Rye flour contains far less gluten than wheat, but yet the dough seemed to reach the "windowpaning stage" faster than traditional, all-wheat breads I've made.  From the photo, you can see that the gluten hasn't quite developed at this stage.  Two minutes later, it stretched thin and without breaking into holes.  It was a lovely dough, and it felt good to have a traditionally kneaded dough in my kitchen after so many months of merely "folding" high-hydration doughs.  Even though (with kneaded doughs) I let my mixer do the bulk of the work to save my hands where I can, I never resist the pleasure of a minute or two of quality "counter time" with a dough!

I formed the dough into two loaves:  one round and one oblong.  I have a proper brotform for the round loaf, but improvised another small basket for use as an oval support.  The breads rose much more than I anticipated after they were formed, risen, and then retarded overnight.  The round loaf must have been better formed, since it didn't appear overproofed when I scored it.  The oblong loaf deflated and had an almost tough "skin" that made pretty patterns impossible.  I used Chad Robertson's 50-50 mix of rice and wheat flours to dust the bread cloths thoroughly, though I might not have needed a cloth at all in my brotform that is well-seasoned.

I brought them out of the fridge, and let them sit at room temp for about a half hour as the oven heated.  Unlike Reinhart, I baked them both in covered iron pots - the oblong one just barely squeaking in, thus its rather homely looking appearance.  I heated them to 500, then dropped the heat to 450 just after popping them in.  I uncovered them after 15 minutes, and baked about 20 minutes longer.

pain au méteil

But like their related Human Beings, no matter what they looked like, it was what was inside that mattered.  Gentle, small holes, with a slightly more regular pattern than the breads I've been used making lately.  The crust was thin, brittle, and easy to chew; the texture of a slice had enough resistance to be interesting without being boring.  I ate the heel, plain without adornment, amazed that wild yeast produces such amazements with such a little help from me.

pain au méteil

Returning to a well-loved bread book after so many months away felt unnaturally calming.  I remembered immediately why it is one of my favorites, and one that produces excellent results, even if my results are most definitely different than those described in black and white.

I ate this bread for lunch today, it's second day, sliced very thin and toasted, topped with super ripe avocado, fresh sliced San Marzano tomatoes, coarse salt and pepper and some arbequina olive oil I decided I had to try (and it was so good I'm glad I did).  I actually can't wait to taste this bread as it ages a few more days, I have a feeling that the flavor will only continue to develop.

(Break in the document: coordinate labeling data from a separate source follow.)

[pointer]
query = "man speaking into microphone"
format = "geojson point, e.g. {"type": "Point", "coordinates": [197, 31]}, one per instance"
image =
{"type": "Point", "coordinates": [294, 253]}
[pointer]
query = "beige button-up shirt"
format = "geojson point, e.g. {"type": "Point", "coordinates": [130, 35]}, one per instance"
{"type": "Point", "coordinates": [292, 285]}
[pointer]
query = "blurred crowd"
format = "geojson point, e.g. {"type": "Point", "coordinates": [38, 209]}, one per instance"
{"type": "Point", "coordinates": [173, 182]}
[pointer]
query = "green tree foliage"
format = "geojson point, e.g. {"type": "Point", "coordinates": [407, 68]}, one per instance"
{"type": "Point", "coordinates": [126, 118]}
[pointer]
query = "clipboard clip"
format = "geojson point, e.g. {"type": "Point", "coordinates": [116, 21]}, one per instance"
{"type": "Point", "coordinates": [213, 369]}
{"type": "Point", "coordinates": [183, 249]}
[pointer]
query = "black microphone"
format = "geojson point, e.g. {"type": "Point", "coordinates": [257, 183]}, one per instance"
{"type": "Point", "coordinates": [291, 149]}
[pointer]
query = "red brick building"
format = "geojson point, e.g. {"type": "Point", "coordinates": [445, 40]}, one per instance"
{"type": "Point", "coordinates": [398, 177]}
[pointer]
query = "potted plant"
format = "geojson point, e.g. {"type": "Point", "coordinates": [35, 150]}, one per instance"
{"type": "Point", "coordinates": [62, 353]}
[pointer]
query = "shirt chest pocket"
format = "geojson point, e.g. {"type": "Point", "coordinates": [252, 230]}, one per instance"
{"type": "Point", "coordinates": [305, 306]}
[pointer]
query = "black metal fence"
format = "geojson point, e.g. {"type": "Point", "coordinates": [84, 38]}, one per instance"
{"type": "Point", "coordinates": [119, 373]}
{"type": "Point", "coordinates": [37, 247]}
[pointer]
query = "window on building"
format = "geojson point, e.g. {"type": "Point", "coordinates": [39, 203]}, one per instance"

I'm also very excited to get rye berries for flour.  While I'm at it, I may pick up some hard wheat berries and grind that for flour too - it may make for a denser loaf, but perhaps an appreciation for heavier Winter loaves in on the horizon...

A New Direction and Ivy's Swedish Rye Crackers

I think it's curious that you can make almost anything from scratch, but nothing impresses people more than to tell them you made the crackers. It may be a preconceived notion that cracker origins are inexplicable: mystical, crisp things that elves or independent hippies in Vermont are lovingly packing into cardboard boxes. Maybe people consider that such things are not able to be made by human hands, but making preservative free, healthy snacks can become a rhythm backbone of the kitchen. Nothing is better than to open the pantry door and see a few jars of homemade crackers, fully deserving of your homemade dips, spreads, jams or jellies - things you can just pop out onto a plate when unexpected company arrives.

I really do enjoy making crackers, in fact I forgot how many different types I have tried and even posted about here until I searched 'crackers' in my blog search box on the right side of the page. I have some serious favorites, like the Gluten Free Multigrain Crackers or Alton Brown's Seedy Crisps - both of which are in regular rotation. Just as the school year began and I felt a lonely hole in my first few days of new solitary independence, my friend Deena emailed me and asked if I'd be interested in testing recipes, and if so if she might give my name to a friend of hers who was writing a cookbook all about crackers. I excitedly told her yes! Shortly after, I was acquainted with Ivy Manning, a cookbook author, recipe developer, and former Wisconsinite living now in Portland, Oregon.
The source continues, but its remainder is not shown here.